Todo ello se remata, esta vez sí (no como en el cuestionado cierre de Perdidos) en un final que me parece magnífico aunque no dé respuestas a alguna de las cuestiones clave como, sin ir más lejos, el por qué de las desapariciones. Pero es que, desde el principio de la serie, comprendemos que eso no va a suceder pese a que a priori sea su principal punto de interés y la gran pregunta por resolver; es otra de las cosas que la diferencia con Perdidos: en aquella el misterio y el suspense que generaba casi “obligó” a sus creadores a dar cantidad respuestas al público para que no se se sintiese “estafado”, mientras que en esta su propio planteamiento deja bien claro que el componente de intriga, pese a estar ahí, es un elemento secundario y que lo que encontrarán los espectadores son preguntas, no respuestas. Así, el último capítulo supone un broche conciso, emocionante, sencillo y a la vez perfectamente hilado durante los ocho episodios de la tercera y última temporada de la serie, que sin duda es la mejor de las tres y certifica que es una serie que va claramente in crescendo. La capacidad de Carrie Coon para relatar el “viaje final” de su personaje Nora (no diré más por no entrar en spoilers) y lograr que el espectador lo visualice en su mente sin necesidad de verlo en imágenes, es uno de los varios motivos por los que funciona tan bien.

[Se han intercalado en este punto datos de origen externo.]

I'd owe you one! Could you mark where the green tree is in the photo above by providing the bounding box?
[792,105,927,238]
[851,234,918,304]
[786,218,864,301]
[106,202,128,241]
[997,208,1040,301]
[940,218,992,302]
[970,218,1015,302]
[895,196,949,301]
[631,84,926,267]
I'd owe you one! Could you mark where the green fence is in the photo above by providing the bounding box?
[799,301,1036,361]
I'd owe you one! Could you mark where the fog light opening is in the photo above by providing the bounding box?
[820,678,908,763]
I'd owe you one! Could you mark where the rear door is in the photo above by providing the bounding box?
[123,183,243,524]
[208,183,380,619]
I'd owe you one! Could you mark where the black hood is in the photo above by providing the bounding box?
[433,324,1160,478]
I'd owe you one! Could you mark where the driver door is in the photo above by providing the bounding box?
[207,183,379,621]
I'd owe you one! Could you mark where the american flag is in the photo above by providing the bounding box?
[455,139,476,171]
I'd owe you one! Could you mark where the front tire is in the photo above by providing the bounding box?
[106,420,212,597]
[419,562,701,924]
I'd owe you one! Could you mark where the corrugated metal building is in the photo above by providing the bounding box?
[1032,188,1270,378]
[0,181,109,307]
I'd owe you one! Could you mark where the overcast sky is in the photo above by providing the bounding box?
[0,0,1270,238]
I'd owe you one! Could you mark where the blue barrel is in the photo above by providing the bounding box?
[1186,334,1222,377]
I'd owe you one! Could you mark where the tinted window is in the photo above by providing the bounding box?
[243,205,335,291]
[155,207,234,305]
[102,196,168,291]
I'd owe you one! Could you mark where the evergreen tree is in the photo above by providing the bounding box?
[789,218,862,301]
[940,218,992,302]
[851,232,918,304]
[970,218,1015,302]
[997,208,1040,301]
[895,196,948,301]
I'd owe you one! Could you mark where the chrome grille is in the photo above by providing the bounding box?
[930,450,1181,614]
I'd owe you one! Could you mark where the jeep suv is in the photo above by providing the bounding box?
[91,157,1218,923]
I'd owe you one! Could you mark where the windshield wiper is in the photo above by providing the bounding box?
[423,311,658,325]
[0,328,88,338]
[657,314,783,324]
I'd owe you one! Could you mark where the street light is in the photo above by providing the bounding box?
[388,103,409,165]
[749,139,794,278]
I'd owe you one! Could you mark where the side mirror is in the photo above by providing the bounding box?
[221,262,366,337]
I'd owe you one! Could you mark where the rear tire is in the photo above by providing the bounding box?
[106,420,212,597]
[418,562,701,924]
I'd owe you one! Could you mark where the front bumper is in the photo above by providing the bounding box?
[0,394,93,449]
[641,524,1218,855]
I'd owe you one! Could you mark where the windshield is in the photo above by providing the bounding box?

Y uno de los momentos “seriéfilos” del año.

Obviamente no es una serie “fácil” de ver ya no solo por su tono pesimista sino también porque, a pesar de que desde el principio expone situaciones que te dejan con la boca abierta (sin ir más lejos, la escena con la que arranca el primer episodio), debido a su atípica estructura y la rareza de lo que cuenta, además con explicaciones mínimas, cuesta mucho hacerse a ella en la primera temporada. Durante muchos minutos te estarás preguntando qué está pasando o qué importancia tiene en la trama global, esto ya no solo en esa primera temporada sino en toda la serie, pero si logras obviar eso y te dejas llevar sin intentarle dar una explicación racional a lo que estás viendo (y mira que yo soy de esos que le buscan la lógica a todo), podrás disfrutar de un espectáculo intenso, conmovedor, desconcertante, en ocasiones duro y casi siempre triste pero siempre fascinante, de los que te hacen pensar y sentir a la vez. Además, toda la serie está perfectamente rodada, con no pocas secuencias impactantes que serán difíciles de olvidar para quien las vea (como casi todas en las que el protagonista “viaja al más allá”) y aún más escenas cargadas de simbolismo que cada espectador puede interpretar a su propia manera. El resto de aspectos técnicos también están pulcramente cuidados, destacando asimismo una excelente banda sonora en la que se alternan las composiciones originales de Max Ritcher (en este enlace podéis escuchar las de la primera temporada) con versiones instrumentales de canciones tan conocidas como Nothing else matters o Wherever I may roam de Metallica, espléndidamente interpretadas por los violoncellos de Apocalyptica, o la mítica Where is my mind? de los Pixies, a piano.

Así que no se la recomendaría a todo el mundo, pero quien se “atreva” con ella y conecte con sus personajes disfrutará de lo lindo, incluso teniendo en cuenta lo que ya he comentado antes… que no es una serie que desprenda positivismo, precisamente. Pero, quizás por eso mismo, el análisis y las reflexiones que lanza acerca de nuestra sociedad y del propio ser humano me han parecido tan realistas y me han hecho valorarla aún más con el paso de los días que justo tras el momento en que la terminé. Deja “poso”, y eso siempre es bueno.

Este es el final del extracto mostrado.